Emile Jaques DalcrozeNé à Vienne, il se forme au collège et au Conservatoire de Genève de 1875 à 1883. Il étudie ensuite la musique et le théâtre à Paris et à Vienne. Pendant ces séjours, il a notamment pour maître le musicologue Albert Lavignac, le comédien Talbot , les compositeurs Anton Bruckner, Léo Delibes, Gabriel Fauré, ainsi que le théoricien Mathis Lussy dont les recherches de pionnier sur le rythme l’influenceront profondément. Un an passé à Alger en qualité de chef d’orchestre lui permet de s’initier aux rythmes du folklore arabe. Figure marquante de la vie musicale genevoise dès 1890, il est l’auteur de nombreuses compositions instrumentales et lytiques, de centaines de chansons, festspiels, dont « le poème alpestre » (1896) et « le festival vaudois » (1903). Dès 1892, il est engagé comme professeur d’harmonie et de solfège supérieur au conservatoire de Genève. Trouvant dans l’enfance son terrain d’élection, et préoccupé d’assurer les meilleures chances aux générations futures, c’est là qu’il commence à mettre au point la méthode « Dalcroze ». Les milieux de la musique, de la médecine et de l’éducation s’intéressent à ses expériences : très sollicité, il parcoure alors avec ses élèves la Suisse et toute l’Europe. Le conservatoire tolérant mal son enseignement peu banal et l’ayant prié de l’exercer ailleurs, il accepte l’offre d’un mécène Allemand conquis par ses méthodes novatrice, qui fait construire pour lui un institut à Hellerau. De 1911 à 1914, il enseigne et poursuit ses recherches dans ce lieu-phare de la culture artistique européenne, dont l’influence sur la danse moderne sera prépondérante.
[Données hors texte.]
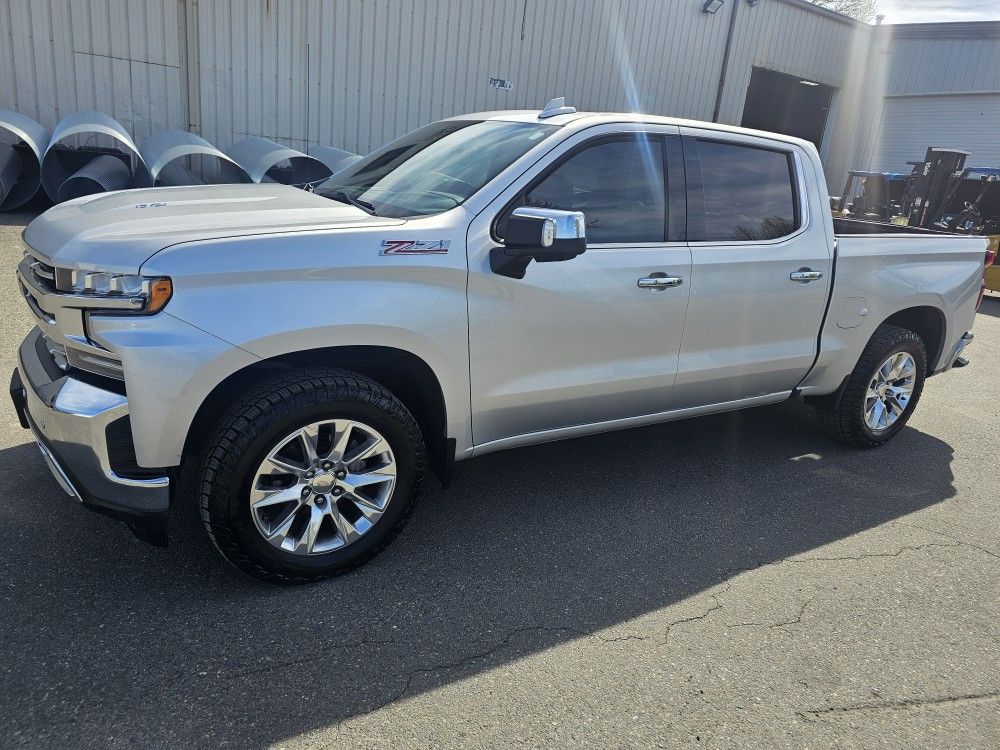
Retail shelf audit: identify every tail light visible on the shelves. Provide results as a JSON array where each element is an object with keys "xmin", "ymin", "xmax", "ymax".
[{"xmin": 976, "ymin": 240, "xmax": 1000, "ymax": 310}]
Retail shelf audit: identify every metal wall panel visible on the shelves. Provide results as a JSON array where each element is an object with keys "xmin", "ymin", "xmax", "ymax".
[
  {"xmin": 876, "ymin": 22, "xmax": 1000, "ymax": 96},
  {"xmin": 853, "ymin": 23, "xmax": 1000, "ymax": 178},
  {"xmin": 189, "ymin": 0, "xmax": 726, "ymax": 153},
  {"xmin": 0, "ymin": 0, "xmax": 1000, "ymax": 200},
  {"xmin": 0, "ymin": 0, "xmax": 187, "ymax": 141}
]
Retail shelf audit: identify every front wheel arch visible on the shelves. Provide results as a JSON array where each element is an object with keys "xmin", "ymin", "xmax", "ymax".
[{"xmin": 184, "ymin": 346, "xmax": 455, "ymax": 486}]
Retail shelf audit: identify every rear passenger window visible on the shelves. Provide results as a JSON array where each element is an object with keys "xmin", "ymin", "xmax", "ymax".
[
  {"xmin": 697, "ymin": 141, "xmax": 798, "ymax": 242},
  {"xmin": 497, "ymin": 136, "xmax": 666, "ymax": 243}
]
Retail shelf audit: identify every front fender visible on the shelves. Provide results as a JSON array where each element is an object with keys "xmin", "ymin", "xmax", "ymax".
[{"xmin": 136, "ymin": 228, "xmax": 472, "ymax": 457}]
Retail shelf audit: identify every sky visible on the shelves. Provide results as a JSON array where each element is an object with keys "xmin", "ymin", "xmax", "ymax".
[{"xmin": 878, "ymin": 0, "xmax": 1000, "ymax": 23}]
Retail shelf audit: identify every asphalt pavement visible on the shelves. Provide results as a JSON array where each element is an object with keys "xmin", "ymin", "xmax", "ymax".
[{"xmin": 0, "ymin": 215, "xmax": 1000, "ymax": 750}]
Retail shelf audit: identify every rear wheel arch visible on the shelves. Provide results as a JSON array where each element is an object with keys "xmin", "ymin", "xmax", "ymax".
[
  {"xmin": 872, "ymin": 305, "xmax": 948, "ymax": 375},
  {"xmin": 184, "ymin": 346, "xmax": 455, "ymax": 486}
]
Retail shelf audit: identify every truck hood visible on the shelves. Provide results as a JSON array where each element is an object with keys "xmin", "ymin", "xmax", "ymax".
[{"xmin": 24, "ymin": 184, "xmax": 404, "ymax": 273}]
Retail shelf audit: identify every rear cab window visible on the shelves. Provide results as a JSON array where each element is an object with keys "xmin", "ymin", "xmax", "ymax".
[
  {"xmin": 494, "ymin": 133, "xmax": 683, "ymax": 245},
  {"xmin": 684, "ymin": 137, "xmax": 801, "ymax": 243}
]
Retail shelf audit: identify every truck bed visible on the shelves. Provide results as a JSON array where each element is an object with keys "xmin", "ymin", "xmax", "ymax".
[{"xmin": 833, "ymin": 216, "xmax": 956, "ymax": 237}]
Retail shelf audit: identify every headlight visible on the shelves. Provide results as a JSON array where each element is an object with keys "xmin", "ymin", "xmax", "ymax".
[{"xmin": 72, "ymin": 271, "xmax": 174, "ymax": 313}]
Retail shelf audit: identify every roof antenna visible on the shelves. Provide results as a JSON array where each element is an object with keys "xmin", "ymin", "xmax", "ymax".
[{"xmin": 538, "ymin": 96, "xmax": 576, "ymax": 120}]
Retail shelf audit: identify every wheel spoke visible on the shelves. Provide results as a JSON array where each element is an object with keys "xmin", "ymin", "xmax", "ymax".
[
  {"xmin": 265, "ymin": 508, "xmax": 299, "ymax": 546},
  {"xmin": 329, "ymin": 419, "xmax": 354, "ymax": 461},
  {"xmin": 295, "ymin": 505, "xmax": 326, "ymax": 555},
  {"xmin": 299, "ymin": 424, "xmax": 319, "ymax": 465},
  {"xmin": 347, "ymin": 492, "xmax": 385, "ymax": 523},
  {"xmin": 250, "ymin": 485, "xmax": 302, "ymax": 509},
  {"xmin": 344, "ymin": 465, "xmax": 396, "ymax": 491},
  {"xmin": 258, "ymin": 456, "xmax": 306, "ymax": 477},
  {"xmin": 330, "ymin": 503, "xmax": 361, "ymax": 544},
  {"xmin": 344, "ymin": 435, "xmax": 389, "ymax": 465}
]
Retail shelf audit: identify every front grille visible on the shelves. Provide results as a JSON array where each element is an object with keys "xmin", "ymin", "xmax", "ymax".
[{"xmin": 31, "ymin": 260, "xmax": 56, "ymax": 286}]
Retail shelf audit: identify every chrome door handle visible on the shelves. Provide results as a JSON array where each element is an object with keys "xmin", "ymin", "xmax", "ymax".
[
  {"xmin": 788, "ymin": 268, "xmax": 823, "ymax": 284},
  {"xmin": 636, "ymin": 274, "xmax": 684, "ymax": 290}
]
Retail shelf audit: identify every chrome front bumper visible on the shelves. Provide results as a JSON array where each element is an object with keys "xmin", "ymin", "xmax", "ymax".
[{"xmin": 10, "ymin": 328, "xmax": 170, "ymax": 541}]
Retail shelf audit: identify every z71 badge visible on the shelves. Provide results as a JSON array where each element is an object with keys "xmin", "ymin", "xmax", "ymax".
[{"xmin": 380, "ymin": 240, "xmax": 451, "ymax": 255}]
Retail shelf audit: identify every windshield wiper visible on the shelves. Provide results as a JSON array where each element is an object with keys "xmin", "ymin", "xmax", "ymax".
[{"xmin": 320, "ymin": 190, "xmax": 378, "ymax": 216}]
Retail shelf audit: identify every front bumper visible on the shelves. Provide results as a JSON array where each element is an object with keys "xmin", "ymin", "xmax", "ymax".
[{"xmin": 10, "ymin": 328, "xmax": 170, "ymax": 544}]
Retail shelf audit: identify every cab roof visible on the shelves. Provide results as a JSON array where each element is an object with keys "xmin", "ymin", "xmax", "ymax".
[{"xmin": 447, "ymin": 109, "xmax": 814, "ymax": 149}]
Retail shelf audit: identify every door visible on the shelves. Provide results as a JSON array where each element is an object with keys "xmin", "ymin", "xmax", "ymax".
[
  {"xmin": 671, "ymin": 128, "xmax": 833, "ymax": 409},
  {"xmin": 469, "ymin": 124, "xmax": 690, "ymax": 449}
]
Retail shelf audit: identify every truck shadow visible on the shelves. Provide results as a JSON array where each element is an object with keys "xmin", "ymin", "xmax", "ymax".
[{"xmin": 0, "ymin": 402, "xmax": 955, "ymax": 747}]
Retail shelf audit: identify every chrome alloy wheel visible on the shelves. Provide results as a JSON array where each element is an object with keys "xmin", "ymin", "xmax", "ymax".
[
  {"xmin": 865, "ymin": 352, "xmax": 917, "ymax": 432},
  {"xmin": 250, "ymin": 419, "xmax": 396, "ymax": 555}
]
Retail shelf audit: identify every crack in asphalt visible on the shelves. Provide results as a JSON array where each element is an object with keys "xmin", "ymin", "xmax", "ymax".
[
  {"xmin": 778, "ymin": 542, "xmax": 962, "ymax": 563},
  {"xmin": 726, "ymin": 599, "xmax": 816, "ymax": 628},
  {"xmin": 796, "ymin": 690, "xmax": 1000, "ymax": 722},
  {"xmin": 322, "ymin": 536, "xmax": 984, "ymax": 747},
  {"xmin": 894, "ymin": 521, "xmax": 1000, "ymax": 558}
]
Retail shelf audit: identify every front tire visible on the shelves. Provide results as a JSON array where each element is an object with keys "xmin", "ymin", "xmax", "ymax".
[
  {"xmin": 198, "ymin": 369, "xmax": 424, "ymax": 583},
  {"xmin": 819, "ymin": 325, "xmax": 927, "ymax": 448}
]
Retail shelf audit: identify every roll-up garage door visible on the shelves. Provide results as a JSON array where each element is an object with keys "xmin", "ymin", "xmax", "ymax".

Revenu à Genève au printemps 1914, il y fonde en 1915 l’institut Jacques-Dalcroze qui existe toujours. Il forme dès lors à ses méthodes des générations d’élèves de tous pays, visite les écoles ouvertes par ses disciples à l’étranger, écrit divers ouvrages théoriques et de réflexion, dont « le rythme, la musique et l’éducation » (1920), des œuvres scéniques pour l’enfance, dont « le petit roi qui pleure » (1932) ainsi que des manuels et des compositions musicales à caractère pédagogique, poursuivant jusqu’à la fin de ses jours le grand œuvre de sa vie.

Frappé lors de son arrivée au Conservatoire de Genève par le manque d’oreille musicale et de sens du rythme d’une bonne partie de ses élèves, pour lesquels la virtuosité et l’application de règles théoriques tiennent lieu de musicalité, il tente avec succès de développer leur audition intérieure. Doué d’un sens aigu de l’observation, il constate qu’il n’y a pas d’élève présentant un défaut de réalisation musicale « qui ne possède corporellement ce défaut », et se met « à rêver d’une éducation où le corps jouerait lui-même le rôle d’intermédiaire entre les sons et notre pensée ». Il se let dès lors à faire marcher ses élèves sur les rythmes de la musique, les fait réagir à ses accents, leur fait traduire par des gestes les phrasés, les nuances, les mesures. Ainsi naît la rythmique dont il ne cessera jamais de développer les divers aspects et pour laquelle il inventera des milliers d’exercices (dont témoignent entre autres plus de 90 volumes manuscrits). Ses observations l’amène à définir l’arythmie musicale et son pendant, l’arythmie corporelle, puis de trouver les moyens d’y remédier., donnant ainsi à la rythmique ses assises méthodologiques. Par le lien initial qu’elles établissent entre musique et mouvement corporel. Ses théories et leur mise en pratique exerceront une grande influence sur la danse du XXème siècle, mais aussi sur la scénographie moderne à travers Adolphe Appia, dont les recherches doivent beaucoup à sa rencontre avec Jacques-Delcroze à Hellerau.